The Royal Society - i.e. the British Academy of Sciences - has warned that "making research freely available on the internet could harm the scientific debate". It could even lower the profits of printed journals, the society predicts, especially of the non-profit journals. :-) The Royal Society is fully committed to the preservation of the reptiles.
A free access to scientific results on the internet could also threaten feudalism itself and the leading role of the royal family in the world. Instead, the internet may encourage heretics. Prince Charles agrees that science and technology are dangerous. He expressed concern that economic progress is "upsetting the whole balance of nature." In another interview, he said that "if you make everything over efficient, you suck out, it seems to me, every last drop of what, up to now, has been known as culture."
Some observers have pointed out that Charles may have especially referred to one of the royal colonial territories where a few anarchic elements have been trying to become independent for 229 years.

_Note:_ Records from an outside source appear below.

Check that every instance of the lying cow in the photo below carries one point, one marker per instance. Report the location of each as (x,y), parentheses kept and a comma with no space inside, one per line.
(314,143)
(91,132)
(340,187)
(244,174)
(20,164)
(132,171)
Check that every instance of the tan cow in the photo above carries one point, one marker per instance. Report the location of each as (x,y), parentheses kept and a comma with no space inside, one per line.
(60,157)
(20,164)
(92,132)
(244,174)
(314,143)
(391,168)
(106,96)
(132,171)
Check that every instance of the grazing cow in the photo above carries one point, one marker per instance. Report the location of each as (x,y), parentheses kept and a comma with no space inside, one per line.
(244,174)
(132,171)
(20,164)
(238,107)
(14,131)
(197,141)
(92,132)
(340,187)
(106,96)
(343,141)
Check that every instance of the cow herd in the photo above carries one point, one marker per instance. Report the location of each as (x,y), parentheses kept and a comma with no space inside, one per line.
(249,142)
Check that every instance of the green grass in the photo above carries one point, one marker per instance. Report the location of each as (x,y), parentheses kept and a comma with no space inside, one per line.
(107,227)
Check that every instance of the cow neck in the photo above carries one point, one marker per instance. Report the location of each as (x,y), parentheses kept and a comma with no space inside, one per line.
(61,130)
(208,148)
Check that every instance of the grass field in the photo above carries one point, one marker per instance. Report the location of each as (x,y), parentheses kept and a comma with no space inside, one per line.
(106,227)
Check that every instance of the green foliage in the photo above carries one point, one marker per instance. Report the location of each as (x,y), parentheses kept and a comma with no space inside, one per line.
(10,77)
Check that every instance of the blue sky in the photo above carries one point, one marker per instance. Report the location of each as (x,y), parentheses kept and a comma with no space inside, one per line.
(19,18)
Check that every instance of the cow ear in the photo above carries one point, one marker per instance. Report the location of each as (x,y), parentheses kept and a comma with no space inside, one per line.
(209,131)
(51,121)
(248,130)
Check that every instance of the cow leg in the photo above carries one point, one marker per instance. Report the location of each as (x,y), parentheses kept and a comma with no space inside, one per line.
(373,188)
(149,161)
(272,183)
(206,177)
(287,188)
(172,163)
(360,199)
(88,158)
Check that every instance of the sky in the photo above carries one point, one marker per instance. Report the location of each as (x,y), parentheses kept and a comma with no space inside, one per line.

Her eminence Camilla, Duches of Cornwall, also said Her excellence husband was worried about the importance of technology in modern life. He is afraid that the computers who should be our "slaves" could become the "masters" and replace the royal family.
While Prince Charles remains one of the intellectual and spiritual leaders of the modern, post-crucification world and one of the most famous crusaders against the pernicious sins called science, technology, global warming, the Internet, and the emerging political and economic trend called capitalism, he remains very modest. In previously released excerpts of the CBS interview, Charles said he was concerned about being seen as irrelevant:
- "The most important thing is to be relevant ... It isn't easy, as you can imagine ... because if you say anything, people will say, 'It's all right for you to say that.' It's very easy to just dismiss anything I say. ... It's difficult," the heir to the British throne said.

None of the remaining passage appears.